Albrecht Altdorfer was an engraver & painter working in Germany  in Martin Luther’s day,  about 500 yrs ago.   Altdorfer is noted for his ability to paint some Biblical scenes of Jesus suffering with a background of very colorful landscapes.  It’s this same idea of juxtaposing  beauty with struggle,  or blessing & suffering.   This tension is that lesson in Christian living; suffering for the faith  always occurs within a much larger beautiful scene of God’s blessed & saving work in the world.

In one of his paintings,  Altdorfer shows Jesus praying in Gethsemane.  In the foreground,  we see Peter resting on a rock, facing away from Jesus;  John is asleep on his back,  & James is seated with his head down.   Behind them,  in the center of the painting,  is Jesus.   He is kneeling before the face of a cliff,  and an angel is bringing him the cup of suffering He will drink.    And back in the distance,  behind Jesus,  is the posse on their way to arrest Jesus,  led by Judas,  coming out of a red/orange background,  as if lit by the fires of hell.

Now,  the arrangement of the people is a lesson in itself.   The disciples are asleep & defenseless.   And kneeling between the disciples & the forces of darkness is Jesus.  His prayer is their defense;  His willingness to bear the cup of God’s wrath is their salvation;  altho He appears weak under suffering,  He is the power of God that protects His people.   And because Jesus stands between the disciples and the forces of darkness,  nothing will be able to come upon them  that has not first come thru Jesus.

That is a picture of the suffering in your life =  it has been filtered thru your Savior;

it cannot harm you or your faith;   it is meant to toughen you, & give your faith focus. That must be true,  since Jesus is the Victor,  having triumphed over all evil in His death & resurrection.

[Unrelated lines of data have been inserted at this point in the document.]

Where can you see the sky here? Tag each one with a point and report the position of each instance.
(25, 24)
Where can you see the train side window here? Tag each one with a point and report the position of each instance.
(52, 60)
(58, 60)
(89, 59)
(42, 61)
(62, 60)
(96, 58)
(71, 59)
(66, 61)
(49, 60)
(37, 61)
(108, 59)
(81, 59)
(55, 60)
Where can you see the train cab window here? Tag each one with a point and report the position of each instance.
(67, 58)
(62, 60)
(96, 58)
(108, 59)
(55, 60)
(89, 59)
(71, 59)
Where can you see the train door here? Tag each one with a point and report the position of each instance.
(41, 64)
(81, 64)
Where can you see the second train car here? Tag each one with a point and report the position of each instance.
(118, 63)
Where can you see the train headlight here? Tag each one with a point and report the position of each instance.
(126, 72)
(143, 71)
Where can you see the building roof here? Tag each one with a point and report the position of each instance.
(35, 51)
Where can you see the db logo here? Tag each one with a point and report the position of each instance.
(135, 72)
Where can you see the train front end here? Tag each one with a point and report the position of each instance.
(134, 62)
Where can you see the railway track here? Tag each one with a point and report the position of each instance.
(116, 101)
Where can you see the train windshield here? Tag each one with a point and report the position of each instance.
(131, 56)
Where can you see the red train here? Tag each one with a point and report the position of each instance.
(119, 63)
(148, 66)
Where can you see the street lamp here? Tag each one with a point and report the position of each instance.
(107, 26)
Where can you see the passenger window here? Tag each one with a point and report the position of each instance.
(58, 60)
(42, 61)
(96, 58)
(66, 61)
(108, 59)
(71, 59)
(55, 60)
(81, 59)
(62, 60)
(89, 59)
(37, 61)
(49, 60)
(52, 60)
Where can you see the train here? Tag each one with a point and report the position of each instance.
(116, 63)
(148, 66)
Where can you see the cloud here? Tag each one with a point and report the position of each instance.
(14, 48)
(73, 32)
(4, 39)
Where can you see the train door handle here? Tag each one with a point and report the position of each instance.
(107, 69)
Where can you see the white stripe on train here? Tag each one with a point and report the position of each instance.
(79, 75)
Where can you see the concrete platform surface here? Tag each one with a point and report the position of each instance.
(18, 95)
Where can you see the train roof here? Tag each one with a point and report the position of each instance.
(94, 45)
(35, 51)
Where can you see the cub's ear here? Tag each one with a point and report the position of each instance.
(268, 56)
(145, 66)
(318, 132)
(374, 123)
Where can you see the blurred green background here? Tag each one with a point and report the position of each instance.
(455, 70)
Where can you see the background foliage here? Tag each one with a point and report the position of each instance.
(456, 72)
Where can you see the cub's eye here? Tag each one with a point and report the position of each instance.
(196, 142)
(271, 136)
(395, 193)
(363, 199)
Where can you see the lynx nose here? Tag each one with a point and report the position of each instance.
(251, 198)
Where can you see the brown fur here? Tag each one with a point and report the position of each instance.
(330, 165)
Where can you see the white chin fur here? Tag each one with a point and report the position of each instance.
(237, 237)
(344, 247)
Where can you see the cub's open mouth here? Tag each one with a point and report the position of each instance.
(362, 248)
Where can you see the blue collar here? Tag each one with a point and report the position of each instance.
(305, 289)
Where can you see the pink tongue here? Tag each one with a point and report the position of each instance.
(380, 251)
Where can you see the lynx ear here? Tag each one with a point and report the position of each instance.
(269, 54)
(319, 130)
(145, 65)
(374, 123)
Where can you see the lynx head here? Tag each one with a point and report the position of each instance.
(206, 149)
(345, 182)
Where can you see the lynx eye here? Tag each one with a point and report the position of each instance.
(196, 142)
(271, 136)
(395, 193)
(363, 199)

And since you have been baptized into Jesus  = the same Jesus who oversaw the salvation of Noah & family thru the flood,  so not even the worst suffering can drown your hope.   And not only that,  says Peter,  Jesus’ victory is so thorough,  that Jesus descended into hell,  but not to suffer.    He went to proclaim His eternal victory  to all those souls & evil spirits who could not witness it being accomplished on earth.  They needed to know the truth of salvation in Christ  which they rejected – forever.

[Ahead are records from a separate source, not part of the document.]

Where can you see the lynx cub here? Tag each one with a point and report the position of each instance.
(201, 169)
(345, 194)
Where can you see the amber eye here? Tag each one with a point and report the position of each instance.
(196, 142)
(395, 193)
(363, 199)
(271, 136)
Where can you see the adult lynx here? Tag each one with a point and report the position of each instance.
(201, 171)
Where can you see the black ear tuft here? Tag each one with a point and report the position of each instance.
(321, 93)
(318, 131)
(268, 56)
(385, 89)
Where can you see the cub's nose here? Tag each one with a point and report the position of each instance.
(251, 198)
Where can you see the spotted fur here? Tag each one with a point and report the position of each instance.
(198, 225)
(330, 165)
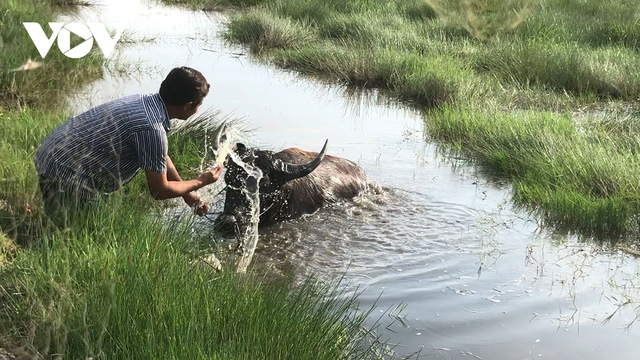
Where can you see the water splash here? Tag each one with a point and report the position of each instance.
(247, 239)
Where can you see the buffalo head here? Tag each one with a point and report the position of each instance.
(290, 183)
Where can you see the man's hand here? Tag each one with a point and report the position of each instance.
(199, 205)
(209, 177)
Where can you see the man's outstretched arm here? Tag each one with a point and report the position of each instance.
(163, 187)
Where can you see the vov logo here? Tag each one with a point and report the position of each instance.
(62, 32)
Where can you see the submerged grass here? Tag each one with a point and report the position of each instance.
(119, 282)
(485, 71)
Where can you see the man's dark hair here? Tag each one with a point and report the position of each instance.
(184, 84)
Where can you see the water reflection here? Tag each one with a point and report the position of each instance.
(477, 277)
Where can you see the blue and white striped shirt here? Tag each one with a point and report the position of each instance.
(104, 147)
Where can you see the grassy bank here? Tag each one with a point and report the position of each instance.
(485, 69)
(118, 282)
(118, 285)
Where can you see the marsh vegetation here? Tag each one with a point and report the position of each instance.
(118, 281)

This is how Peter gives us a glimpse of the wide & majestic glory of God  so as not to be overwhelmed by whatever struggle or suffering we face in our days.   Jesus suffered with us & for us;  Jesus conquered death, & ascended to rule over all things;  Jesus is our way back to God

When -in our life-  we face a rock wall,  when we are pressed up against it,  when it appears that we are all alone,   not sure if we can find a hand-hold or foot-hold,  when we struggle in fear of the danger of facing death;  ==  when for a moment we think that no one has faced suffering like we are facing,   the Holy Spirit brings to our mind-of-faith – Jesus, our Suffering Savior.

He & His work  is the larger, majestic,  more colorful picture of the loving mercy of God  that we can count on.    Jesus reigns;  and He is with you daily;   He is leading all His disciples =including you=   thru this world  to enter safely into the kingdom of heaven.